Gülben Ergen'in şarkısını söylememesinin daha iyi olacağını belirten Ortaçgil, "Ben sadece ona şarkımı neden söylemese daha iyi oluru anlatmaya çalıştım kendimce. Ama ikna edemedim ve bestemi söyledi" ifadesini kullandı.
Sabah gazetesinden Tuba Kalçık'a konuşan Ortaçgil'in söyleşisinin ilgili bölümü şöyle:
Sizin 'Parayı veren benim bestemi okur' diye bir yaklaşımınız yok, öyle değil mi?
Bestelerimin okunması konusunda keskin bir kriterim yok. Gülben Ergen de benim bestemi okudu mesela. 'Şarkımı asla Gülben Ergen okuyamaz' gibi bir yaklaşımım da olmadı kendisi bestemi istediğinde. Ben sadece ona şarkımı neden söylemese daha iyi oluru anlatmaya çalıştım kendimce. Ama ikna edemedim ve bestemi söyledi. Bestelerinizi diğer müzisyenlerle çok da paylaşmayan birisiniz...
Buna katılmıyorum. Eskiden benim şarkılarım kimsenin umurunda değildi. Çok kimse dinlemiyordu ya da istemiyordu ki bestelerimi. Para etmiyordu bestelerim eskiden. Yeni yeni değeri anlaşılmaya başladı. Örneğin, 'Sensiz Olmaz'ı 20 yıl önce söylemiştim ama Müslüm Gürsesokuyunca şarkının değeri ortaya çıktı.
Geçtiğimiz günlerde hain kalkışmanın yaşandığı 15 Temmuz'un ikinci yıldönümüydü. Bu konuyla ilgili düşüncelerinizi alabilir miyim?
15 Temmuz'da yaşananlar çok korkunçtu. Ben hayatım boyunca darbelerin her türlüsüne karşı olmuş biriyim. 15 Temmuz'da darbe girişimini durdurmak için yüzlerce insanımız öldü. Çok büyük bir felaketti o gece yaşananlar. Darbenin iyisi kötüsü olmaz. Siz yıllar önce yazdığınız şarkı sözlerinizde bile insanların kategorize edilmesine karşı çıkmış birisiniz. Günümüz Türkiye toplumunda da en çok ihtiyacımız olan şey, tüm renklerimizle birlik ve beraberlik içinde olmak. Katılıyor musunuz?

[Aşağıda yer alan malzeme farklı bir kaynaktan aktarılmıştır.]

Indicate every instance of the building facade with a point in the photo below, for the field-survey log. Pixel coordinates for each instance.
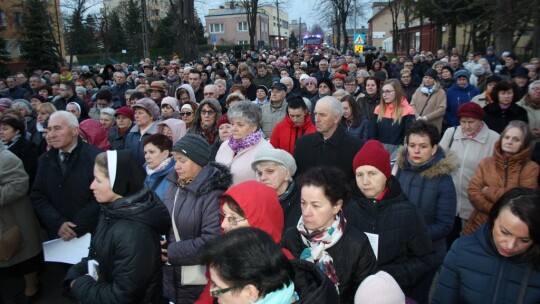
(227, 25)
(11, 24)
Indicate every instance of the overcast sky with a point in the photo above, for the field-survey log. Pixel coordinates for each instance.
(295, 9)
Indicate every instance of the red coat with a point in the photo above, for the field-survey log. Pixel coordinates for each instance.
(286, 132)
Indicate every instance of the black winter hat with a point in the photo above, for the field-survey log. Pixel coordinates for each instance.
(195, 148)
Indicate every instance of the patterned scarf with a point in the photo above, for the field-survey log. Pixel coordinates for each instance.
(252, 139)
(318, 241)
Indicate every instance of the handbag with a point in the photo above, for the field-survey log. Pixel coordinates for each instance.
(193, 274)
(11, 240)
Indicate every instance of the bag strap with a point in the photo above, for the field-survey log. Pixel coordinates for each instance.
(524, 284)
(452, 138)
(176, 234)
(425, 105)
(158, 181)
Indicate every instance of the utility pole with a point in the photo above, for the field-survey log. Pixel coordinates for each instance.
(144, 30)
(279, 24)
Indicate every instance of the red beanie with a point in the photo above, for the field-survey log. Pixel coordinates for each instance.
(373, 154)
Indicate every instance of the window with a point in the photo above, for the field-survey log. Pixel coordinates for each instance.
(216, 28)
(2, 18)
(242, 26)
(17, 19)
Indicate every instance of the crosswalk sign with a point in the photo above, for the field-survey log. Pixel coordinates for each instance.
(359, 39)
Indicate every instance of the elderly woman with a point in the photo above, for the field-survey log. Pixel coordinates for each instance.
(247, 139)
(323, 235)
(125, 245)
(173, 128)
(275, 168)
(25, 109)
(205, 121)
(498, 263)
(470, 142)
(379, 207)
(106, 118)
(124, 121)
(146, 114)
(193, 201)
(159, 163)
(503, 110)
(509, 167)
(429, 100)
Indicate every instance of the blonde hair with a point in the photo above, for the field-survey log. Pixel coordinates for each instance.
(398, 111)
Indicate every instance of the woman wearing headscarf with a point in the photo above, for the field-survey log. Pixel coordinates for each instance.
(246, 140)
(126, 244)
(193, 202)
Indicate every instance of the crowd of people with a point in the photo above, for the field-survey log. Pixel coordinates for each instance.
(294, 176)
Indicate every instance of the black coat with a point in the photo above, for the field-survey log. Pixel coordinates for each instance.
(126, 246)
(352, 256)
(58, 197)
(313, 150)
(405, 249)
(497, 119)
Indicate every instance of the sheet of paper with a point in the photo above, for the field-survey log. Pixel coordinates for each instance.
(70, 252)
(374, 242)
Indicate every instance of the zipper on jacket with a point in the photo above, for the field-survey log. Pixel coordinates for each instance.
(494, 300)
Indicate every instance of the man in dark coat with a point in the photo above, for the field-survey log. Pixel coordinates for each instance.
(61, 194)
(67, 95)
(330, 145)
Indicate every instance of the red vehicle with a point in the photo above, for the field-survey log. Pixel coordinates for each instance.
(313, 42)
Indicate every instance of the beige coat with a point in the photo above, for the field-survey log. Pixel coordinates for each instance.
(434, 109)
(15, 203)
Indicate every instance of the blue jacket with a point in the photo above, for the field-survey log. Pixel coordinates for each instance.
(456, 96)
(134, 141)
(431, 189)
(161, 173)
(474, 272)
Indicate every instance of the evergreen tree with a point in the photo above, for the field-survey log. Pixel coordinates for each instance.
(38, 45)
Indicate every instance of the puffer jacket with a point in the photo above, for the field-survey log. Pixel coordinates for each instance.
(286, 132)
(432, 108)
(455, 97)
(197, 218)
(431, 189)
(474, 272)
(159, 176)
(499, 173)
(126, 246)
(352, 256)
(405, 249)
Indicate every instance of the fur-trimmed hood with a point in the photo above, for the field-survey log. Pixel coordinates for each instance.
(442, 163)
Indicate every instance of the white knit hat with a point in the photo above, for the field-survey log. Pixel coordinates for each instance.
(379, 288)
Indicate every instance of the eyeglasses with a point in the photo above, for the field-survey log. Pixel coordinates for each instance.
(217, 292)
(231, 219)
(204, 112)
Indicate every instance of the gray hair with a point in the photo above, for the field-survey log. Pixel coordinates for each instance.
(108, 111)
(247, 111)
(335, 105)
(532, 85)
(67, 117)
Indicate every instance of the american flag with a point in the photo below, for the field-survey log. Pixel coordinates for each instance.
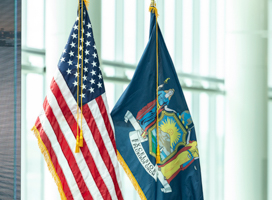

Türkiye'de geçmişten itibaren toplumsal kesimler çok fazla birbirine rakip oldu. Farklı görüşteyiz diye senin müziğin ayrı, benimki ayrı, senin sineman ayrı, benimki ayrı. Ama böyle olmaz, bunu kırmamız gerekiyor, uzlaşmak zorundayız. Muhalefetiyle iktidarıyla uzlaşmamız gerekiyor. Sandıktan çıkan sonuca saygı duyulmalı öncelikle. Oy olarak da baktığımız zaman yüzde 52'yi yok mu sayacaksınız? Ya da muhalefette kalan yüzde 48'i? Başkan yüzde 52 civarında oy alarak seçilmiş. Muhalefet bunu kabul etmeli. İktidar da muhalefetin istek ve taleplerini göz önünde bulundurursa bu sorun çözülür bence. Eskiden şu anda muhalefette olan yüzde 48, yüzde 52'yi yok saymıştı. Bu bir hataydı. Yüzde 52 oy alanlar, bu hataya düşmez ve yüzde 48'i yok saymayarak hareket ederse sorunlarımızı çözeriz. Siyasette diyaloğun artmasını bu anlamda çok önemli buluyorum.